Vigili urbani a Roma: un caso creato per stroncare tutto il lavoro pubblico

Prima la notizia: la notte di S. Silvestro, a Roma, l’83,5% dei vigili urbani si è dato malato o comunque si è assentato dal lavoro utilizzando altri tipi di permesso (dalla legge 104 alla donazione di sangue).

Come conseguenza, grande scandalo, governanti di ogni livello e media di regime scantenati contro i “fannulloni del pubblico impiego”  – tutti insieme, nessuno escluso, come si fa nei pogrom – e richiesta generalizzata di bastonare i reprobi (il pubblico impiego in generale). Il premier Matteo Renzi cavalca l’onda con facilità, annunciando che il 2015 sarà l’anno del “cambio di regole nel pubblico impiego” per far sì che non si ripetano mai più casi come quello della Capitale.

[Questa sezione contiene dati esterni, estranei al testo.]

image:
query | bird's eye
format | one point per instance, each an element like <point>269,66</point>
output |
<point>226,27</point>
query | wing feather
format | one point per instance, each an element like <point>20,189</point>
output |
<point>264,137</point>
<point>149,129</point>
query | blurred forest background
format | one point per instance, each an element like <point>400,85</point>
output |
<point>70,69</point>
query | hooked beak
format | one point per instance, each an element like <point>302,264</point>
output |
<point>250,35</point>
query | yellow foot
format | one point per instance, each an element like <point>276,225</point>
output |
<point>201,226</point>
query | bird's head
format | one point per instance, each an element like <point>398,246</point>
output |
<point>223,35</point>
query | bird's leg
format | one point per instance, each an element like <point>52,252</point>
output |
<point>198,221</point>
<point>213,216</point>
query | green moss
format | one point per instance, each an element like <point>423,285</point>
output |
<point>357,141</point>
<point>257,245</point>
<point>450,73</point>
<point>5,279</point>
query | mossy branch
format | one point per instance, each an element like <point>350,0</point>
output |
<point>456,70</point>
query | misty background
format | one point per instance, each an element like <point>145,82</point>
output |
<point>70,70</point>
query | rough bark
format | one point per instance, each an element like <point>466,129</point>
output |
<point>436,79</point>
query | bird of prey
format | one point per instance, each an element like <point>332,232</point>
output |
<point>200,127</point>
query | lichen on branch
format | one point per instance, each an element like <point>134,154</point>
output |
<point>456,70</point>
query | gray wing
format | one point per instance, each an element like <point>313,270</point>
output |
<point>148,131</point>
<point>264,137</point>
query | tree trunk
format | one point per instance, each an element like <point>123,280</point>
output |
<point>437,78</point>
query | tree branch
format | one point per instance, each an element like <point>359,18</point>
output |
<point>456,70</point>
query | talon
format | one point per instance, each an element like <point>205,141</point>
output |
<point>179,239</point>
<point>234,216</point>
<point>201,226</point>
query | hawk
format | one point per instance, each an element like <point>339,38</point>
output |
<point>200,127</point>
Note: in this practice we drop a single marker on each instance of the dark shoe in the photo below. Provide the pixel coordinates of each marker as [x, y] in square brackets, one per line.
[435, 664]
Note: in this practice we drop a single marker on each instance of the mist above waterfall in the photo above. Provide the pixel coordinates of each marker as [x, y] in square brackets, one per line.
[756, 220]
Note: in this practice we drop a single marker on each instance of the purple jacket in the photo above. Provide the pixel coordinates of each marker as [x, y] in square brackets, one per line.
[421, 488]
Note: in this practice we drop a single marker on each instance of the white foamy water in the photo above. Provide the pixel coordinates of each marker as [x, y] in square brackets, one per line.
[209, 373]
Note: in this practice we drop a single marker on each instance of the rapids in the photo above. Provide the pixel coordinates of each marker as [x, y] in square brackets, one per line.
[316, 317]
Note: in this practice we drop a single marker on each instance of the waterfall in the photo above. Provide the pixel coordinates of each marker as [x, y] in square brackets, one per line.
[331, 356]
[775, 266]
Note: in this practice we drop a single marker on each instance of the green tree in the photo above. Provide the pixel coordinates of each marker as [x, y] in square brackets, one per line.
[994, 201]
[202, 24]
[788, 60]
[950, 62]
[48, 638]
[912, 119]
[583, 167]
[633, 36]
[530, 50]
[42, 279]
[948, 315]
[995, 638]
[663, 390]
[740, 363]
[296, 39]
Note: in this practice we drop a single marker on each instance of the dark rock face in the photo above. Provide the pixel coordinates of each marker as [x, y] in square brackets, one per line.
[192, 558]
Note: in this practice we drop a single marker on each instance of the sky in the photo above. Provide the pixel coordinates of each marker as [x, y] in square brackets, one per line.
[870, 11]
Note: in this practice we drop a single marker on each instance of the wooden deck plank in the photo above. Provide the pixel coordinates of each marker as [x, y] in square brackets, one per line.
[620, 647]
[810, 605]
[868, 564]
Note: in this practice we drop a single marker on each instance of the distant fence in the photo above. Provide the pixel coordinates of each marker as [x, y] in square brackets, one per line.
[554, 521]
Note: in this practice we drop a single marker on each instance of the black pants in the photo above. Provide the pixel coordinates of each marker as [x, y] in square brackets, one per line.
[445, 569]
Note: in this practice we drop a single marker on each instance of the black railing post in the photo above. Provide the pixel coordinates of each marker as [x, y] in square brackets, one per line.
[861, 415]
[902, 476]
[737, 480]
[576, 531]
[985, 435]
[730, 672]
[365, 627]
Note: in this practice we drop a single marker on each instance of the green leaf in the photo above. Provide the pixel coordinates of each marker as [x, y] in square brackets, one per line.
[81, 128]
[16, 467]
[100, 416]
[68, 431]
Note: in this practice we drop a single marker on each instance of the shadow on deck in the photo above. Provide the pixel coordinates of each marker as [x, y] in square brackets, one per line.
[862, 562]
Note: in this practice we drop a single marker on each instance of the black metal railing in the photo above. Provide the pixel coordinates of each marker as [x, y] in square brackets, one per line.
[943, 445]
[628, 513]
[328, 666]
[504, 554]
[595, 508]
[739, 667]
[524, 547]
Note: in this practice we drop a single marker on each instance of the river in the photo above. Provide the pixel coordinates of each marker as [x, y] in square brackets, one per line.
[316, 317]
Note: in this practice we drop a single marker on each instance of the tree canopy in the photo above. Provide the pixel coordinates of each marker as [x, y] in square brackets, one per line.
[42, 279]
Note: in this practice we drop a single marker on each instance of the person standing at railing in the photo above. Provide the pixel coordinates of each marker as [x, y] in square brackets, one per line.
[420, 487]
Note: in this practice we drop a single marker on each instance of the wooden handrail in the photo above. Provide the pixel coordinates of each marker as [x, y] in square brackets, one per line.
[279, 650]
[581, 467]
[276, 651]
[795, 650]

Il ministro del settore,  Marianna Madia, cala per una volta la maschera di madonnina e tira fuori artigli, ventilando  “azioni disciplinari” per “colpire gli irresponsabili”. Il Garante per gli Scioperi – quellìautorità creata quasi venti anni fa con l’unico obiettivo di impeire o rendere comunque irrilevanti gli scioperi nei servizi pubblici (tra precettazioni, “servizi garantiti”, sanzioni e “affollamenti” – ha prospettato sanzioni “fino a 50 mila euro”. E subito emergono le proposte per rendere “più facile il licenziamento degli statali”, il trasferimento all’Inps (invece ce alle Asl) dell’incarico di eseguire i controlli medici sui periodi di malattia, “commissioni ad hoc” per la valutazione del “rendimento” dei singoli dipendenti pubblici, di riesumazione delle “norme Brunetta” e via reprimendo in via preventiva…

Il Campidoglio, sotto botta dopo lo scandalo “der cecato” & co., prova a tenere il passo incaricando il vicecomandante dei vigili di condurre un’indagine interna per capire cosa sia successo il 31 dicembre. Al termine della quale la Procura di Roma  (ieri il comandante dei vigili, Clemente, ha incontrato il procuratore aggiunto Maria Monteleone) potrebbe intraprendere “eventuali procedimenti penali”.

Dal canto loro, i vigili della Capitale difendono a spada tratta le proprie ragioni e si preparano al primo sciopero della categoria nella storia di Roma, anche se la triplice Cgil-Cisl-Uil stigmatizza i disagi sottolineando di non aver “in nessun modo dato indicazioni ai lavoratori difformi da quanto previsto dalle norme, contratti e regolamenti”.

“Non siamo né fannulloni, né ladri”, sottolineano gli agenti, spiegando di non aver fatto lo straordinario “per protesta”. E qui esce fuori una prima ragione comprensibile per una astensione dal lavoro altrimenti inspiegabile e per nulla spiegata dai giornali. di regime:l’amministrazione comunale e il comandante avevano infatti disposto uno “straordinario obbligatorio” la notte di capodanno per garantire lo svolgimento del concerto al Circo Massimo.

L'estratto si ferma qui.